Forum Discussion

parulpaul01's avatar
parulpaul01
Copper Contributor
Feb 13, 2026

Title: Synthetic Dataset Format from AI Foundry Not Compatible with Evaluation Schema

Current Situation

The synthetic dataset created from AI Foundry Data Synthetic Data is generated in the following messages format

{

"messages": [

{ "role": "system", "content": "You are a helpful assistant" },

{ "role": "user", "content": "What is the primary purpose?" },

{ "role": "assistant", "content": "The primary purpose is..." }

]

}

 

Challenge

When attempting evaluation, especially RAG evaluation, the documentation indicates that the dataset must contain structured fields such as

question - The query being asked

ground_truth - The expected answer

 

Recommended additional fields

reference_context

metadata

Example required format

{

"question": "",

"ground_truth": "",

"reference_context": "",

"metadata": { "document": "" }

}

 

Because the synthetic dataset is in messages format, I am unable to directly map it to the required evaluation schema.

Question

Is there a recommended or supported way to convert the synthetic dataset generated in AI Foundry messages format into the structured format required for evaluation?
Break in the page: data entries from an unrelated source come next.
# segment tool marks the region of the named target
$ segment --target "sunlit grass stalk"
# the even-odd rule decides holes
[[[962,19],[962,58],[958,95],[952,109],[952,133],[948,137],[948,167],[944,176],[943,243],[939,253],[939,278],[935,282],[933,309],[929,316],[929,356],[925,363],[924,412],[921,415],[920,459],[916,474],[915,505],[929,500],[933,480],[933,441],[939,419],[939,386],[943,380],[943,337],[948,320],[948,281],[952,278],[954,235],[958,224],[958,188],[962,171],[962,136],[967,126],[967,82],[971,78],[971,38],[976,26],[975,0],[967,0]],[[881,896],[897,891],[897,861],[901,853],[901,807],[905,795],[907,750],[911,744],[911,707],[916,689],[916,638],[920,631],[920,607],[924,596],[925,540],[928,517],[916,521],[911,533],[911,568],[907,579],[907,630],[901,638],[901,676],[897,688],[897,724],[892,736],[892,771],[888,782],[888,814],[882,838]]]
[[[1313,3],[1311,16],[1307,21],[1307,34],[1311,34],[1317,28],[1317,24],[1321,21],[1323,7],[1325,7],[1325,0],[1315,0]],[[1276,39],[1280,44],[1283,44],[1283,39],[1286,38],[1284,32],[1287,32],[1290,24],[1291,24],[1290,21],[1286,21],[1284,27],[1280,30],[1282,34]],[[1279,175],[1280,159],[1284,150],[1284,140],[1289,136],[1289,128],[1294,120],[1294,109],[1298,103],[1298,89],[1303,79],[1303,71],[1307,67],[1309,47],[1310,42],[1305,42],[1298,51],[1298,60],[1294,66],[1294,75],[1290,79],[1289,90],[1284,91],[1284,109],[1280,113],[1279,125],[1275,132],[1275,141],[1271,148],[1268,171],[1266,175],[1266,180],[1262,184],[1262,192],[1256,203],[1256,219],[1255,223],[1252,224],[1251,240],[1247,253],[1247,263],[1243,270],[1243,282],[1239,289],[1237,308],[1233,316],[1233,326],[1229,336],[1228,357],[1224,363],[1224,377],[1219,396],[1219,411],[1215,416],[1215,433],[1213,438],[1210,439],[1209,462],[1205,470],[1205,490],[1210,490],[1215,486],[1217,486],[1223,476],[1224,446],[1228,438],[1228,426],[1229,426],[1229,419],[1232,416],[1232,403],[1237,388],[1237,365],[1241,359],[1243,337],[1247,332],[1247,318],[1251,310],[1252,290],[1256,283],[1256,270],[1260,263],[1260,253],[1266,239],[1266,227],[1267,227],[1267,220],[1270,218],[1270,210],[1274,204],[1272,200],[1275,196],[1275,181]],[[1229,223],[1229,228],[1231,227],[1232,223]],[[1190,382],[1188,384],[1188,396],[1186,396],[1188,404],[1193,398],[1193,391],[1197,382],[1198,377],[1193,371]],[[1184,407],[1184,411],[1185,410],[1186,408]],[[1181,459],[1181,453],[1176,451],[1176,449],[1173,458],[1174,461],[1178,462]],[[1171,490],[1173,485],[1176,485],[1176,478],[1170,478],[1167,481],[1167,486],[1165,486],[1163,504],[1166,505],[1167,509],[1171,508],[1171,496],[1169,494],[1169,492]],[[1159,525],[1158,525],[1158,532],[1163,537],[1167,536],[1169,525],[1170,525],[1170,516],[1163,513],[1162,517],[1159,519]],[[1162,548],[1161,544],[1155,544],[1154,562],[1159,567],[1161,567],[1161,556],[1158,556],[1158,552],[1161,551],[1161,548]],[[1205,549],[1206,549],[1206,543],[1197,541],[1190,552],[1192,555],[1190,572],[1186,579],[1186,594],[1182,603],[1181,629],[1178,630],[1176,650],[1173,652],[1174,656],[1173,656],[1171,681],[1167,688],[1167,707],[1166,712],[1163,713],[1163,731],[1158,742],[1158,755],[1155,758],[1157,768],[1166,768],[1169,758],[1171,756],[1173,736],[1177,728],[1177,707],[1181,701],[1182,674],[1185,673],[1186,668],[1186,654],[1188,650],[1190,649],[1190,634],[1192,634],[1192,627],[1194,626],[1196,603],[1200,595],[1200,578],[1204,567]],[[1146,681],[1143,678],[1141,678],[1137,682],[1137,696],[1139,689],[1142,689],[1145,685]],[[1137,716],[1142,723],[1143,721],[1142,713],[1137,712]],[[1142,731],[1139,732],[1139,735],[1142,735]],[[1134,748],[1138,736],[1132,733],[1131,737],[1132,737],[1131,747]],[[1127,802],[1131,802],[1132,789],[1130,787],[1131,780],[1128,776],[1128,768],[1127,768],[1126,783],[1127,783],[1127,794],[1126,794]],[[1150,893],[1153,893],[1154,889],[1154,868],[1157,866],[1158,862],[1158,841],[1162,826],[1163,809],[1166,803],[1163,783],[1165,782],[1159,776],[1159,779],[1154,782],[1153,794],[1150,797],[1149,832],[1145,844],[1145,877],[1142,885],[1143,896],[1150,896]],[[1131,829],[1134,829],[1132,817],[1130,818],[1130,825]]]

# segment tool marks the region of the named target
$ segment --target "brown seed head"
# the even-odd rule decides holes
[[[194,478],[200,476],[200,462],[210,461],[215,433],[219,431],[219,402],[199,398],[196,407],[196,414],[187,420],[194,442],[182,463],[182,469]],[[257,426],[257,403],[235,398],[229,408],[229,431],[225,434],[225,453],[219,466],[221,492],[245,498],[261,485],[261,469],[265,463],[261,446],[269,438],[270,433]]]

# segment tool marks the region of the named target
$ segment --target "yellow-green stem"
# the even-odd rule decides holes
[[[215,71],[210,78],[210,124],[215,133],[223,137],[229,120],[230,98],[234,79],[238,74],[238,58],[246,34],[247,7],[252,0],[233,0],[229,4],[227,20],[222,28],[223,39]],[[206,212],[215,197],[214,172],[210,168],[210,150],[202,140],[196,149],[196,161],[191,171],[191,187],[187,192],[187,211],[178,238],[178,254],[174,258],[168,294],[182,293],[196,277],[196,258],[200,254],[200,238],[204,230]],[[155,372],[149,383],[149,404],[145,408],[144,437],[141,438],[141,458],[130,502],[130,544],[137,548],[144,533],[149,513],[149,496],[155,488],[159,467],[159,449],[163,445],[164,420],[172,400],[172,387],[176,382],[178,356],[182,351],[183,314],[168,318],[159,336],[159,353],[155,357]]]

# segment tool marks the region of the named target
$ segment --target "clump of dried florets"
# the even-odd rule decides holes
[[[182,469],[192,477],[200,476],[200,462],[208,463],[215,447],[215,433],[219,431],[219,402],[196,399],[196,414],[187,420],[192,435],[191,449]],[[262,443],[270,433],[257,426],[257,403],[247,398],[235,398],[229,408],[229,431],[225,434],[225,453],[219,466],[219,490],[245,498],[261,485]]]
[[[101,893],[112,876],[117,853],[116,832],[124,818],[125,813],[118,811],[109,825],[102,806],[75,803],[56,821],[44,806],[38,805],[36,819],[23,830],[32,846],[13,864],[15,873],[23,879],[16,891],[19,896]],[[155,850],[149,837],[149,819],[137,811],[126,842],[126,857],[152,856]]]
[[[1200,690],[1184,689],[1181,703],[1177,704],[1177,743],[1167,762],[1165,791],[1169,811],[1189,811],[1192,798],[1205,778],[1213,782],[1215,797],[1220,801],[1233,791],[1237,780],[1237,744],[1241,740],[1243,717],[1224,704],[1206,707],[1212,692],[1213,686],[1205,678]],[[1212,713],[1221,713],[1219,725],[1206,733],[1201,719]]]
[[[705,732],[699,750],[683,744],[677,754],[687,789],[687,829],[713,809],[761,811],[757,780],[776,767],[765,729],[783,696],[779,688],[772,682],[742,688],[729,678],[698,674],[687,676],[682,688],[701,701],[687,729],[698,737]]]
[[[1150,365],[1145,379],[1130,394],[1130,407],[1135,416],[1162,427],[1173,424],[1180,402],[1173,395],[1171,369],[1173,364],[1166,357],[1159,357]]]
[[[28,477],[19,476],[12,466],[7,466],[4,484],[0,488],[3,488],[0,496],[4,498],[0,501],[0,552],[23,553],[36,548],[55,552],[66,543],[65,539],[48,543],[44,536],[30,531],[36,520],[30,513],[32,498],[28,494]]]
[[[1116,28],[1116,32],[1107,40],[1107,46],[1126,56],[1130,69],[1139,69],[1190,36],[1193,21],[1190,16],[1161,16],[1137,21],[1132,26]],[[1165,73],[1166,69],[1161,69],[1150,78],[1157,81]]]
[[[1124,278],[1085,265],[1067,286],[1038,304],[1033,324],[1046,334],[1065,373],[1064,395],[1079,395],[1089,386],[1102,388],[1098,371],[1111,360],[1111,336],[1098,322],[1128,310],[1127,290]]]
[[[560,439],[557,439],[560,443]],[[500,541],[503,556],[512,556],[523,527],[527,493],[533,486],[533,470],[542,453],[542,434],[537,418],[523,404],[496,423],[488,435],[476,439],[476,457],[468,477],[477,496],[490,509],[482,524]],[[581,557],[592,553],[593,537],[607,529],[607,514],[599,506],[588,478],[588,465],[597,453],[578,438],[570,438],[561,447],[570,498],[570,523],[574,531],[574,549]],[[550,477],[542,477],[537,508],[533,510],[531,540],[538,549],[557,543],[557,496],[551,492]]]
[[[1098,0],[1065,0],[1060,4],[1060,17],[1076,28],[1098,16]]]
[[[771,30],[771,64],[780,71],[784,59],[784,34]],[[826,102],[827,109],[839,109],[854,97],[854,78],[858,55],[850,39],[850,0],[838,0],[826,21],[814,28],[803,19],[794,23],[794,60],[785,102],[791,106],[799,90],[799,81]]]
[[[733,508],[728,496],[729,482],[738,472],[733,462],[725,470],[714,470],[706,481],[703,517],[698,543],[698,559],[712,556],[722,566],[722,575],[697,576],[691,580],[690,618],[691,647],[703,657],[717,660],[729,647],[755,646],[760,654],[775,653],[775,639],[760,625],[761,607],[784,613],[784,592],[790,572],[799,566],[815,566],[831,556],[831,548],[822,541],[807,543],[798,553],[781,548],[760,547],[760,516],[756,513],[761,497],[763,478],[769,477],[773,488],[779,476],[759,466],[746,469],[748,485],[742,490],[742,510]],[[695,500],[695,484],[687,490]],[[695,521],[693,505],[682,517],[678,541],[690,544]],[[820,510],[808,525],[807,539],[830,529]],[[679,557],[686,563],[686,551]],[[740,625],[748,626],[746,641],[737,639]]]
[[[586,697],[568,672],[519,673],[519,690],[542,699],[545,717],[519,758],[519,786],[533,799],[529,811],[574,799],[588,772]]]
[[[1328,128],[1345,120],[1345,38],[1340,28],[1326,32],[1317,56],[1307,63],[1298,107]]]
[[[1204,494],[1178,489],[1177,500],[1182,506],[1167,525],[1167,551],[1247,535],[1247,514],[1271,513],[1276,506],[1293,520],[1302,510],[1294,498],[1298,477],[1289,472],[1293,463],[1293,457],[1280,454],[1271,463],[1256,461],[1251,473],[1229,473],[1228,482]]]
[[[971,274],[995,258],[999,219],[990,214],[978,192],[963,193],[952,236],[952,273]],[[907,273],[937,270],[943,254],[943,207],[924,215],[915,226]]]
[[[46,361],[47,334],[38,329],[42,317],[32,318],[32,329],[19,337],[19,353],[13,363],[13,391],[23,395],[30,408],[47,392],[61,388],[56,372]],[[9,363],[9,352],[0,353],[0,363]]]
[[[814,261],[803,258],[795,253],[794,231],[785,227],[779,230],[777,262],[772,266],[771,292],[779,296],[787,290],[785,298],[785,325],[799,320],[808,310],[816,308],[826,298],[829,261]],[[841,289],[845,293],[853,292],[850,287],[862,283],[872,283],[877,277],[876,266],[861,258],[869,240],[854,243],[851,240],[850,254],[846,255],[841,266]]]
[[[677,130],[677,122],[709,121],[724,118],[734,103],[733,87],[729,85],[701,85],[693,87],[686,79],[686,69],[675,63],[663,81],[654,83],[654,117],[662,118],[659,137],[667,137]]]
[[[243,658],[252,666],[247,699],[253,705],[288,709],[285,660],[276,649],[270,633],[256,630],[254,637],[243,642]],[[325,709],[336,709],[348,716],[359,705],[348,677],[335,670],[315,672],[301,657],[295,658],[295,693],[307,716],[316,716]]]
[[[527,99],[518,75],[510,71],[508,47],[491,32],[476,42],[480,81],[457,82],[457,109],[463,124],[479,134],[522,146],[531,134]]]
Can the user role be mapped to question?

Can the assistant role be mapped to ground_truth?

Is there any built in transformation option within AI Foundry?

 

2 Replies

  • Imran Shakeel's avatar
    Imran Shakeel
    Copper Contributor

    Ans of your questions:

    • Can the user role be mapped to a question?
      • All Microsoft evaluation examples use: (query/Question --> user prompt
      • Response --> model output
    • Can the assistant role be mapped to ground_truth?
      • Yes, if a synthetic assistant response represents the ideal / expected answer, then it is valid ground truth
      • . Please use this link for reference : 

        https://azure.github.io/slm-innovator-lab/1_synthetic_data/

    • Is there any built in transformation option within AI Foundry?
      • No, there is no built-in transformation
    •  

    Actually, your proposed mapping seems correct, supported, and aligned with Microsoft's own example, but the bridge between them is intentionally left to developers. It's not just automated 

    Here are suggestions:

    You should convert each synthetic conversation into a single evaluation record using the following mapping

    Syntetic Dataset(messages)                                         Evaluation datasets

    messages[].role == "user"                                            questions

    messages[].role =="assistant"                                       ground_truth

    system prompt / source info                                         metadata

    Get Chunks (if any)                                                        reference_contex

    Examples could be 

     

    {

      "messages": [

        { "role": "system", "content": "You are a helpful assistant" },

        { "role": "user", "content": "What is the primary purpose?" },

        { "role": "assistant", "content": "The primary purpose is to explain the concept clearly." }

      ]

    }

    output JSONL 

     

    {

      "question": "What is the primary purpose?",

      "ground_truth": "The primary purpose is to explain the concept clearly.",

      "reference_context": "",

      "metadata": {

        "source": "ai-foundry-synthetic",

        "system_prompt": "You are a helpful assistant"

      }

    }

    please try to upload these JSONL or CSV and check your results accordingly 

     

    Please Note:

    • Foundry Does not auto converts the messages  ---> question/ground_truth

    Hopefully it will resolve your issue if i correctly understood it - Thanks

     

  • Based on my understanding, AI Foundry currently doesn’t provide a built-in way to convert messages format into the structured evaluation schema.

    A practical approach would be to preprocess the dataset by mapping:

    • user → question
    • assistant → ground_truth
    • system → optional (metadata or ignore)

    For multi-turn conversations, this would need to be split into multiple Q&A pairs. For RAG evaluations, reference_context may need to be added separately.

    Alternatively, generating synthetic data directly in the required structured format can help avoid this extra step.